Study of well data reveals fluid pressure distribution and origin in the upper crust of the Irpinia region (Southern Apennines, Italy)

This study investigates subsurface pore pressures in the Irpinia region of southern Apennines, Italy, one of the central Mediterranean areas with the highest seismic activity. The Apennine thrust belt consists of stacked thrust sheets formed from both deep- and shallow-water environments during the pre-orogenic phase and later involved in the Neogene compressional phase. In the ongoing post-orogenic phase, the region is experiencing an extensional tectonic regime, as evidenced by the 1980 Ms. 6.9 normal fault Irpinia earthquake. Eleven exploration wells drilled to depth of 1.7–5.9 km intersect the main tectonostratigraphic units of the chain, providing valuable data on drilling mud weights and fluid chemical features, allowing for the reconstruction of vertical pore pressure trends and fluid circulation through the upper crust up to nearly 6 km of depth.
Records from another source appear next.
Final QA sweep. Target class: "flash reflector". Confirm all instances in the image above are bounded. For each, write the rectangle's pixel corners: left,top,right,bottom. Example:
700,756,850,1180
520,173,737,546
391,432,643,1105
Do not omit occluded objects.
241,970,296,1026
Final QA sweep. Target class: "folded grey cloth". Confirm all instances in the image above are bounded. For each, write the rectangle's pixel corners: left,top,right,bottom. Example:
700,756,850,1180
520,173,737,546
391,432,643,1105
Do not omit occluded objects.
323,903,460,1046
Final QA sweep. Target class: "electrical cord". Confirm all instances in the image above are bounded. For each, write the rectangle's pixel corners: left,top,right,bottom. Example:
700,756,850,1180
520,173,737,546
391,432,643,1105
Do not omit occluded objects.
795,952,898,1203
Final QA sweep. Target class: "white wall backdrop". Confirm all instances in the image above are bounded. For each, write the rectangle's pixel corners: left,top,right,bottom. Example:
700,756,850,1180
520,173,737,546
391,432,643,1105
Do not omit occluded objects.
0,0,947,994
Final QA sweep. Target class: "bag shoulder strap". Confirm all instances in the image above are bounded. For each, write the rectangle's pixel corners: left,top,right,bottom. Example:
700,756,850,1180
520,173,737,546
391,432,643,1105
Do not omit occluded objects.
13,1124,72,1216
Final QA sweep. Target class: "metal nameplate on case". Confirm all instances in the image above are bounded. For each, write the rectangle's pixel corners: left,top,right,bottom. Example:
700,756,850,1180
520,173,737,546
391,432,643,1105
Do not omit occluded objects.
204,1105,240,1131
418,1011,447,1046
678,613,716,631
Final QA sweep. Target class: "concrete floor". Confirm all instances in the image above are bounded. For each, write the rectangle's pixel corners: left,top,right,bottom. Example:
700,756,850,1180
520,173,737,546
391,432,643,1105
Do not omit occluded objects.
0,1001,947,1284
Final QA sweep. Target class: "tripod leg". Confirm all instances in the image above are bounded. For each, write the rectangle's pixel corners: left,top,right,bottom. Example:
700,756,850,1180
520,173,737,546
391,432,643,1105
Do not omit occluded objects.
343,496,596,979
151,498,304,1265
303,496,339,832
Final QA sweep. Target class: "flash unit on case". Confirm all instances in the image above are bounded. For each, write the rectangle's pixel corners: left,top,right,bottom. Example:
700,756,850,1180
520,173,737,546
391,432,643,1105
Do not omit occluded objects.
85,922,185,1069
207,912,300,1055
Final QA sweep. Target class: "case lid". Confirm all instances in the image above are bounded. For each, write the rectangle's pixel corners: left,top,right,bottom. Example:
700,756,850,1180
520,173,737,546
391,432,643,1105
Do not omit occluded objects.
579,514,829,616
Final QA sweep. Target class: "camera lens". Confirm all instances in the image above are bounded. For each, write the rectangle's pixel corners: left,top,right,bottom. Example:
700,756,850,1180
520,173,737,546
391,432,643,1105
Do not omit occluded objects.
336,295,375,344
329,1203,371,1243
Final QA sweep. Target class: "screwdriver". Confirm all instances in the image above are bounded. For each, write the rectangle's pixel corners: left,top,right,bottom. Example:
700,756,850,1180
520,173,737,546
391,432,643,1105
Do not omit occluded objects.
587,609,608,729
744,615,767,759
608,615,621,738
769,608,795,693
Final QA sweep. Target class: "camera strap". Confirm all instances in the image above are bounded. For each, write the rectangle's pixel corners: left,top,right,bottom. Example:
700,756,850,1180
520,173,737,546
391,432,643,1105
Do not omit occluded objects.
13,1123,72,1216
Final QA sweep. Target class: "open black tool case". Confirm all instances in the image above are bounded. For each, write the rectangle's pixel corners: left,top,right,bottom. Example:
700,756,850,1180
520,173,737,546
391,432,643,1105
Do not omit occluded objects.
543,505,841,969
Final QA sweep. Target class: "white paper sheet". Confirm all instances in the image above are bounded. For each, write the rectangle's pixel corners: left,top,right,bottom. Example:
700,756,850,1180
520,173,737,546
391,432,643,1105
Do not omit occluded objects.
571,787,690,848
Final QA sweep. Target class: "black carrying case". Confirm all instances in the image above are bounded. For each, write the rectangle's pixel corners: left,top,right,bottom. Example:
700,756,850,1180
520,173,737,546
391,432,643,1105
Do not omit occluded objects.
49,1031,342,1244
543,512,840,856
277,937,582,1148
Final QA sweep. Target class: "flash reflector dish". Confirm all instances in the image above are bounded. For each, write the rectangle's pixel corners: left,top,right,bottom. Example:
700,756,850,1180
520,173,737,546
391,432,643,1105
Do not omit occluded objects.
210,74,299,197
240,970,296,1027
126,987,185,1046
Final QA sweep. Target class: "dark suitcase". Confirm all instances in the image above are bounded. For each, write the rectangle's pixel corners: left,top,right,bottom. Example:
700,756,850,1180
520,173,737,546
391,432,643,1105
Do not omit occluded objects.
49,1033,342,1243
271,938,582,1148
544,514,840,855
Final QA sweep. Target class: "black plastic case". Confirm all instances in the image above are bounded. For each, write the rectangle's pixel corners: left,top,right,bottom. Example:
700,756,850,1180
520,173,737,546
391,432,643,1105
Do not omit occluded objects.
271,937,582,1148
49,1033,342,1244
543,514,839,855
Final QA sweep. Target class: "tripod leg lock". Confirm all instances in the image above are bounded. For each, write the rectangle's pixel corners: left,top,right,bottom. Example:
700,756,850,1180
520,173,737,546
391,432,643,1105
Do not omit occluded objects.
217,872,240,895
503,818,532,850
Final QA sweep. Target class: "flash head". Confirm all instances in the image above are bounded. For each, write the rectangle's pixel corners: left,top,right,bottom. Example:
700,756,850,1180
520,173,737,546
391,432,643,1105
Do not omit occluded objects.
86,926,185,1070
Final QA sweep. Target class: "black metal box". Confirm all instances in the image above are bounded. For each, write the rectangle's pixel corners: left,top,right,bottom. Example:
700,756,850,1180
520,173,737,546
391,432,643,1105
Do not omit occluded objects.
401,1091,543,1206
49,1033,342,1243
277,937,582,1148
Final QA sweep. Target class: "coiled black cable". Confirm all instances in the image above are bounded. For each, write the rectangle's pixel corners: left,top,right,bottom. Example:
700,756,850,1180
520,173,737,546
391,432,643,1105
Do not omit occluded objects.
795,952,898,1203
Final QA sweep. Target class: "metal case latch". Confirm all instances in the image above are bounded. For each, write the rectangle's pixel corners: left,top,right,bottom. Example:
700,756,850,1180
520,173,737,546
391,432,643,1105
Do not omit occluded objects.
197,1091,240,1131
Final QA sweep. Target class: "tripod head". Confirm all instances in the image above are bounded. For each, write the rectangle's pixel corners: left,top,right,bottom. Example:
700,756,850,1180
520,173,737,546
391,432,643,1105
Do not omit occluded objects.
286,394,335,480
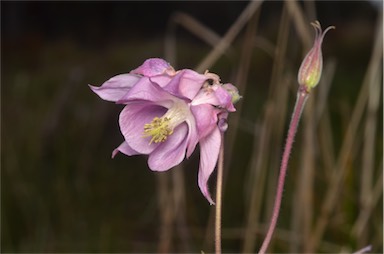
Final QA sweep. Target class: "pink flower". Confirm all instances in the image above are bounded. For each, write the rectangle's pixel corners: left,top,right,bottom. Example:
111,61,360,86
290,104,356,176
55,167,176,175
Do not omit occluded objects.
297,21,335,92
90,58,239,204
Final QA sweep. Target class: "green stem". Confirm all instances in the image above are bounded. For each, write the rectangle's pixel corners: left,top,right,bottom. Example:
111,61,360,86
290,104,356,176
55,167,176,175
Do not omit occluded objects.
259,86,309,253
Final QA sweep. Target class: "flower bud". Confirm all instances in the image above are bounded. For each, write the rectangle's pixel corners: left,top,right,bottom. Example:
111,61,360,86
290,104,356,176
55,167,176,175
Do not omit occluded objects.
297,21,335,92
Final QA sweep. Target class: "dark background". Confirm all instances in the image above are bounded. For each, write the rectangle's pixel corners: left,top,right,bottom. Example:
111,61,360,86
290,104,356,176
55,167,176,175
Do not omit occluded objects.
1,1,383,252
The data analysis reveals that the carbonate platform and basin Meso-Cenozoic deposits generally exhibit hydrostatic or nearly hydrostatic conditions in the upper 2–4 km depth. However, moderate to high overpressure gradients are observed in Meso-Cenozoic basin sequences, Messinian evaporites, tectonic mélange, and foredeep Pliocene shales. These overpressures are typically associated with reverse faults and are not correlated with occurrences of gas. Conversely, slight overpressure gradients at shallower depths are related to shaly lithologies containing gas traces. Notably, the pressure profile of San Gregorio Magno-1 well, intersecting the causative fault of the 1980 earthquake, suggests a uniform distribution of fluids throughout intensively fractured nappes, including carbonate platform units and deep-water basin formations. Moreover, wells that penetrated the buried platform carbonates, known as Apulian carbonates, display hydrostatic or low overpressure gradients, even when overpressured shales seal the carbonate reservoirs, challenging previous seismological interpretations of overpressured Apulian carbonates. Finally, the analysis of diffusion mechanisms has provided insights into the timing of the geological disturbance that caused the locally observed overpressures and their maintenance.